Das Manifest der Kommunistischen Parteiın (1848) eldeki tüm çağdaş Türkçe çevirilerine bakılırsa, Marx’la Engels’in kullandığı patrizier-plebejer kelimelerinin aynen (patrisien ve plebler şeklinde) çevrilmeden öylece bırakıldığı görülür. Oysa Manifesto’nun Mustafa Suphi/Şefik Hüsnü yoldaşlar tarafından İştirakiyyûn Beyannâmesi adıyla yapılan ilk Osmanlıca çevirisinde karşılık olarak avam ve havass kelimeleri kullanılmıştır. (Çevirinin ilk basımı 1923 tarihlidir.)

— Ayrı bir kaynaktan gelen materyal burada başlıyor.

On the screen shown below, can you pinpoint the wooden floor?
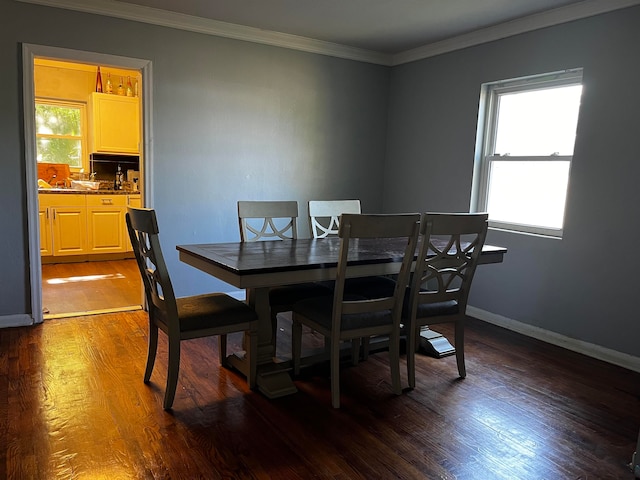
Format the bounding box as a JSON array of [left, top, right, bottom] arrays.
[[42, 259, 142, 318], [0, 311, 640, 480]]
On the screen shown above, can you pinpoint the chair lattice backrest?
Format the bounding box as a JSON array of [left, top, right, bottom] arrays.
[[309, 200, 361, 238], [411, 213, 488, 313], [238, 201, 298, 242], [332, 214, 420, 336], [126, 207, 178, 325]]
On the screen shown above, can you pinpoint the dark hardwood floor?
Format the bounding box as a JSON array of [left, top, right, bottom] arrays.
[[0, 311, 640, 480], [42, 259, 142, 318]]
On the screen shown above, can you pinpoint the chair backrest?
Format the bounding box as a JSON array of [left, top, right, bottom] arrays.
[[410, 213, 488, 315], [126, 207, 179, 329], [332, 213, 420, 334], [238, 201, 298, 242], [309, 200, 361, 238]]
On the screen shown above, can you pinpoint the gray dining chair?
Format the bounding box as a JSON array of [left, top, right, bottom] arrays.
[[291, 214, 420, 408], [308, 200, 395, 364], [402, 213, 488, 388], [126, 207, 258, 410], [238, 200, 330, 342]]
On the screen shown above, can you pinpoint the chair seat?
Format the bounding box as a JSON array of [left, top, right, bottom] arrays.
[[402, 289, 460, 319], [344, 276, 396, 298], [176, 293, 257, 332], [269, 283, 332, 306], [293, 294, 393, 330], [318, 275, 396, 298]]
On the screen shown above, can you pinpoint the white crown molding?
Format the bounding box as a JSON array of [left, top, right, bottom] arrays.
[[391, 0, 640, 66], [467, 305, 640, 372], [16, 0, 391, 66], [16, 0, 640, 66]]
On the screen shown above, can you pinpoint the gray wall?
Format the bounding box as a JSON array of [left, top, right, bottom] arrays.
[[383, 7, 640, 356], [0, 0, 390, 310], [0, 0, 640, 356]]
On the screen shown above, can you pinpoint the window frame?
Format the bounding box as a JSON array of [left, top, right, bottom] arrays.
[[471, 68, 583, 238], [35, 97, 89, 173]]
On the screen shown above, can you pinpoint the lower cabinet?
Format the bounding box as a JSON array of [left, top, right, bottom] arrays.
[[124, 195, 142, 252], [40, 194, 87, 256], [38, 193, 141, 257], [87, 195, 128, 253]]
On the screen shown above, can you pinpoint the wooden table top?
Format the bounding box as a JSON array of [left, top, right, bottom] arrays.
[[176, 237, 507, 276]]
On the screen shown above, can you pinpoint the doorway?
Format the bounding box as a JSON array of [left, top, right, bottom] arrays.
[[23, 44, 153, 323]]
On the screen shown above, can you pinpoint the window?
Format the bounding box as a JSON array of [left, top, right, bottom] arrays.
[[472, 69, 582, 237], [36, 100, 88, 172]]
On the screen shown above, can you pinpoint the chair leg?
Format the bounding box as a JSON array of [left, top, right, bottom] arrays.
[[144, 319, 158, 383], [407, 327, 420, 388], [455, 318, 467, 378], [246, 326, 258, 390], [218, 335, 229, 367], [361, 337, 371, 360], [329, 340, 340, 408], [291, 313, 302, 376], [389, 332, 402, 395], [163, 337, 180, 410], [351, 338, 360, 367]]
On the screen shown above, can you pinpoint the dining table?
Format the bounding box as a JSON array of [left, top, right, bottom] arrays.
[[176, 237, 507, 398]]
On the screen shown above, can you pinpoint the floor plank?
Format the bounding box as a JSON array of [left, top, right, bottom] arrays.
[[0, 311, 640, 480]]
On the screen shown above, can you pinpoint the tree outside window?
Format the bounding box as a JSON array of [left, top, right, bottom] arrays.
[[36, 100, 86, 171]]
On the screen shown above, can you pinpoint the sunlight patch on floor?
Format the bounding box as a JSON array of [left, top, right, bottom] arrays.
[[47, 273, 126, 285]]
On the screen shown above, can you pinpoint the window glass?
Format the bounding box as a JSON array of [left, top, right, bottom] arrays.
[[494, 85, 582, 155], [471, 69, 582, 237], [36, 102, 84, 169], [487, 161, 570, 229]]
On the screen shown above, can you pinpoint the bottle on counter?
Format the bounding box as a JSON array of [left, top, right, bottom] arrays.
[[96, 65, 102, 93], [113, 164, 124, 190], [104, 73, 113, 93]]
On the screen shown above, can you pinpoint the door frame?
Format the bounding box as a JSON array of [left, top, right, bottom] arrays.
[[22, 43, 153, 323]]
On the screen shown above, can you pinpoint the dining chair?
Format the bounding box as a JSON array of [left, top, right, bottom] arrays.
[[308, 200, 395, 364], [402, 213, 488, 388], [308, 200, 362, 238], [308, 200, 395, 297], [126, 207, 258, 410], [291, 214, 420, 408], [238, 200, 331, 341]]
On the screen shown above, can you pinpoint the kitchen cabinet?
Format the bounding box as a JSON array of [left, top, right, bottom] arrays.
[[86, 195, 129, 254], [90, 93, 140, 155], [39, 194, 87, 256], [123, 194, 142, 252], [38, 193, 141, 261], [38, 202, 53, 256]]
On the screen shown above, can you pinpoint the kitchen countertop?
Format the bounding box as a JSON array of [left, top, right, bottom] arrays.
[[38, 188, 140, 195]]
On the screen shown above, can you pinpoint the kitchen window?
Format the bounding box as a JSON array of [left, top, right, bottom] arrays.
[[36, 99, 88, 172], [471, 69, 582, 237]]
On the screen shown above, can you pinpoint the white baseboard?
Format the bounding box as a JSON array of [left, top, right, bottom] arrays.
[[0, 313, 34, 328], [467, 305, 640, 372]]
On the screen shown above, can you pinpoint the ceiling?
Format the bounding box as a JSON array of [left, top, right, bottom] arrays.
[[17, 0, 640, 65], [110, 0, 608, 54]]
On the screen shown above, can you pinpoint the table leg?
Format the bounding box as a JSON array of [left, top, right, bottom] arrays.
[[229, 288, 298, 398]]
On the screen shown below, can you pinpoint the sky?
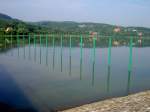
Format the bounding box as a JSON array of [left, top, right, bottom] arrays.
[[0, 0, 150, 27]]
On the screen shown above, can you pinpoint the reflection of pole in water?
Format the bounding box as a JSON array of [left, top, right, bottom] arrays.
[[17, 35, 20, 57], [40, 35, 42, 64], [53, 35, 55, 71], [61, 35, 63, 72], [29, 35, 31, 60], [127, 71, 131, 94], [107, 66, 111, 93], [46, 35, 48, 66], [34, 35, 36, 62], [69, 36, 72, 75], [23, 34, 26, 59], [92, 37, 96, 86], [80, 35, 83, 80], [108, 37, 112, 66]]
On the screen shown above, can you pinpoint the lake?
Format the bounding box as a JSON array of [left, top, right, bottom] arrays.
[[0, 35, 150, 112]]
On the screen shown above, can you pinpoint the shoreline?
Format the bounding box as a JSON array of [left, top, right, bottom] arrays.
[[61, 90, 150, 112]]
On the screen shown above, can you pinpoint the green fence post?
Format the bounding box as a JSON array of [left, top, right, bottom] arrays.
[[17, 35, 20, 57], [128, 37, 133, 72], [40, 34, 42, 64], [92, 37, 96, 86], [61, 35, 63, 72], [69, 35, 72, 75], [46, 35, 48, 66], [80, 35, 83, 80], [34, 34, 36, 62], [108, 37, 112, 67], [53, 34, 55, 71], [107, 66, 111, 93], [11, 33, 13, 56], [23, 34, 26, 59], [29, 34, 31, 60]]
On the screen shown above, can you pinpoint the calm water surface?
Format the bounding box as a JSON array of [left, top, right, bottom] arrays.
[[0, 45, 150, 111]]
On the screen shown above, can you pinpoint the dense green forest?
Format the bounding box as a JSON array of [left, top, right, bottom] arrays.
[[0, 13, 150, 36]]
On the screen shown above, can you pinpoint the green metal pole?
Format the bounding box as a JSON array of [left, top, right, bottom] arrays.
[[34, 34, 36, 62], [69, 35, 72, 75], [4, 35, 7, 50], [40, 35, 42, 64], [127, 71, 131, 95], [11, 33, 13, 56], [80, 35, 83, 80], [29, 35, 31, 60], [107, 66, 111, 93], [17, 35, 20, 57], [128, 37, 133, 72], [61, 35, 63, 72], [53, 35, 55, 71], [46, 35, 48, 66], [23, 34, 25, 59], [92, 37, 96, 86], [108, 37, 112, 67]]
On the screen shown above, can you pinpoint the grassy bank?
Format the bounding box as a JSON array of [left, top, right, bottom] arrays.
[[63, 91, 150, 112]]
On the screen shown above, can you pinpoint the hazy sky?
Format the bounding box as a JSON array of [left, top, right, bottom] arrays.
[[0, 0, 150, 27]]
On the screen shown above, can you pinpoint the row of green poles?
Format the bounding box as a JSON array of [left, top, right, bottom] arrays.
[[53, 35, 55, 71], [80, 35, 83, 80], [69, 36, 72, 76], [92, 37, 96, 86], [60, 35, 63, 72]]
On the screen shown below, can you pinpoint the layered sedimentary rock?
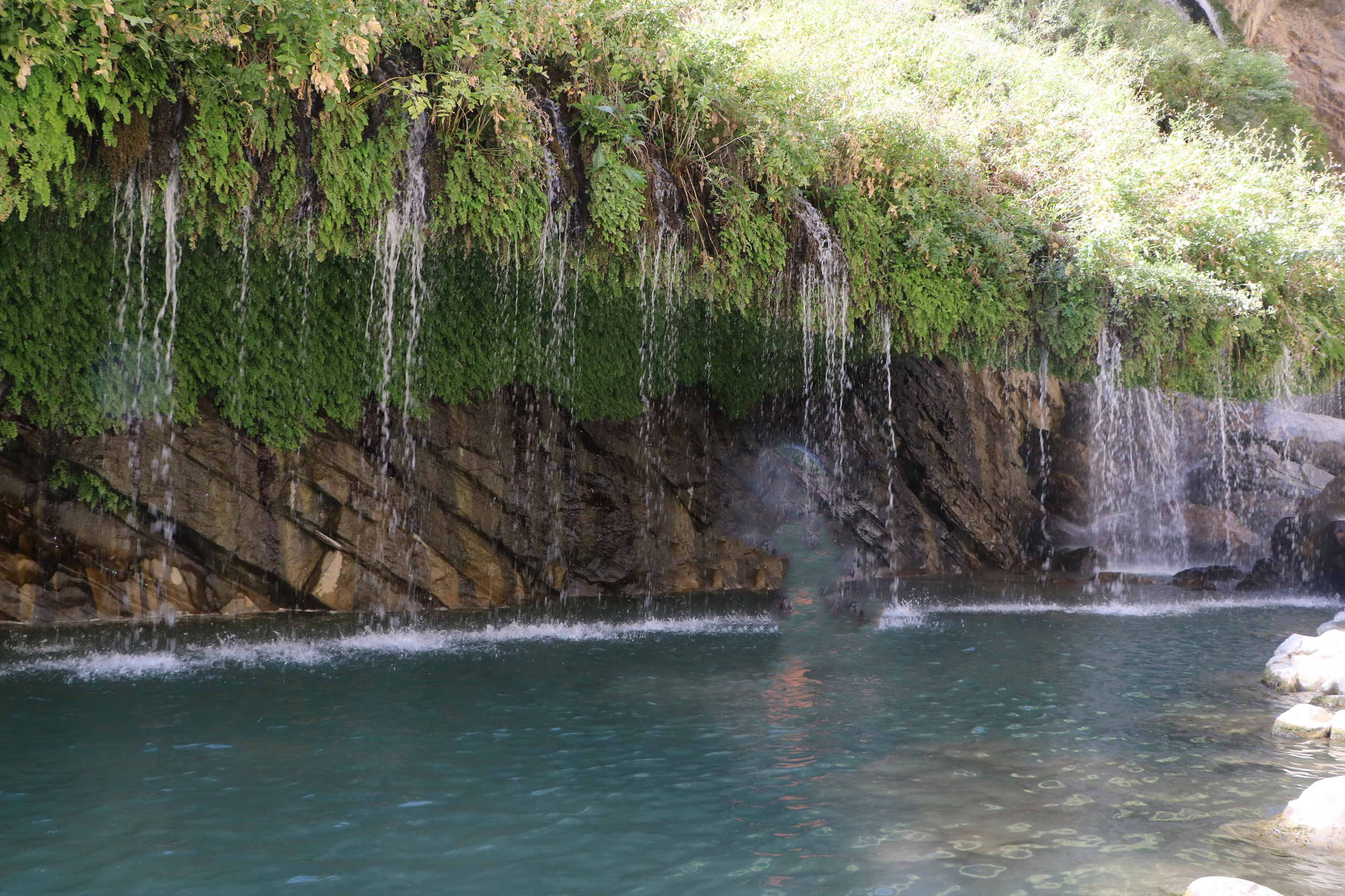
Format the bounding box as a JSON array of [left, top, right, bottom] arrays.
[[0, 360, 1081, 622], [0, 392, 785, 622]]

Üstelik mütercimler, Manifesto’nun daha ilk paragrafında geçen einer heiligen Hetzjagd tabirini, hem de hiç kompleks duymaksızın, bir mukaddes Ehl-i Salîb tertibi şeklinde çevirme gözüpekliğini gösterebilmişlerdir. Çünkü muhatablarının hassasiyetlerini ciddiye almışlardır.

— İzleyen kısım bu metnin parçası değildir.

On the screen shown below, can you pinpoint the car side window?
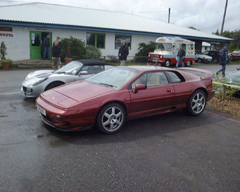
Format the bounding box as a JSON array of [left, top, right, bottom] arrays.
[[166, 71, 184, 83], [131, 73, 147, 89], [147, 71, 168, 87]]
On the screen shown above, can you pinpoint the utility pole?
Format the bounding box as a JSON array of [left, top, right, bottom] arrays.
[[168, 8, 171, 23], [220, 0, 228, 36]]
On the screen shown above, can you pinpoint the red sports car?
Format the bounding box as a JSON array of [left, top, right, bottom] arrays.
[[36, 66, 214, 134]]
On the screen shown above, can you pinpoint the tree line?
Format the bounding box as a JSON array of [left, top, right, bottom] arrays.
[[213, 29, 240, 51]]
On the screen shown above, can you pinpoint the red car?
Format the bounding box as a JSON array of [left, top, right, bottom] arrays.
[[230, 51, 240, 61], [36, 66, 214, 134]]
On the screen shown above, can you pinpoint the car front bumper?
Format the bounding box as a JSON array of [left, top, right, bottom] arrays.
[[21, 85, 42, 98]]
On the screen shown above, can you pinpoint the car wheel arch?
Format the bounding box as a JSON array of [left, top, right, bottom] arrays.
[[93, 101, 128, 134], [44, 81, 65, 91], [95, 100, 128, 122], [187, 88, 208, 116]]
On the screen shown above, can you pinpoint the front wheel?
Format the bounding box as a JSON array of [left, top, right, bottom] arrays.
[[213, 59, 218, 63], [45, 82, 64, 91], [186, 61, 191, 67], [187, 90, 206, 116], [96, 103, 126, 134], [165, 60, 171, 67]]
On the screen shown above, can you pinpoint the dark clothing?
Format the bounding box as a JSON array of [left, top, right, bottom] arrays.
[[53, 41, 62, 49], [43, 37, 50, 48], [177, 49, 186, 57], [52, 44, 61, 57], [118, 44, 129, 61], [217, 47, 228, 77]]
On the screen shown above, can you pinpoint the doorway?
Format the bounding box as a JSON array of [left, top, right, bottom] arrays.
[[30, 31, 52, 59]]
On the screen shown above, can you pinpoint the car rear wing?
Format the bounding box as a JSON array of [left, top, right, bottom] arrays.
[[177, 67, 213, 80]]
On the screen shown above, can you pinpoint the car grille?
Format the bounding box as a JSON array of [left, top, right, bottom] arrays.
[[151, 55, 159, 59]]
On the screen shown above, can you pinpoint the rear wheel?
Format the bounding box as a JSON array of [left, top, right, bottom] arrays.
[[187, 90, 206, 116], [213, 58, 218, 63], [165, 60, 171, 67], [96, 103, 126, 134], [45, 82, 64, 91], [186, 61, 191, 67]]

Bir zamanlar mesele asla sadakat meselesi değil, üslûb meselesiydi. Bugün bu toprakların dindar çocukları, Mustafa Suphi ve Şefik Hüsnü yoldaşların Komünist Manifesto’nun çevirisinde gösterdikleri üslûb titizliğini, onların sadık takipçilerinde de görmek isterler.

Düş kurmak, hayâl kurmak konusunda sosyalist arkadaşlarımızın, dinî geleneğin haşarı çocuklarının tarihsel tecrübelerine ihtiyaçları var. Ne de olsa bizler, düşlerine bu dünyanın bile dar geldiği tarihsel bir geleneğe yaslanıyoruz. İnadına düşlüyoruz. Düş kurmak ve aldanmak şânımızdandır.

Ortak atamız İbrahim! Düşü’nün hakikati uğruna biricik oğlunu bile kurban etmekten çekinmeyen o düş görenlerin sultanı İbrahim.

Bu fakirin düşüne katılır mısınız bilemem ama ben kesilecek kurbanı çoktan buldum, yeter ki siz bıçaklarınızı bileyin!

Gelin önce şu nefis koçunu kesmeyi deneyelim de hakikat karşısında mütevazi olmayı birlikte öğrenelim.

İnanın ki kuyu sanıldığı kadar derin değil, sadece ipimiz kısa.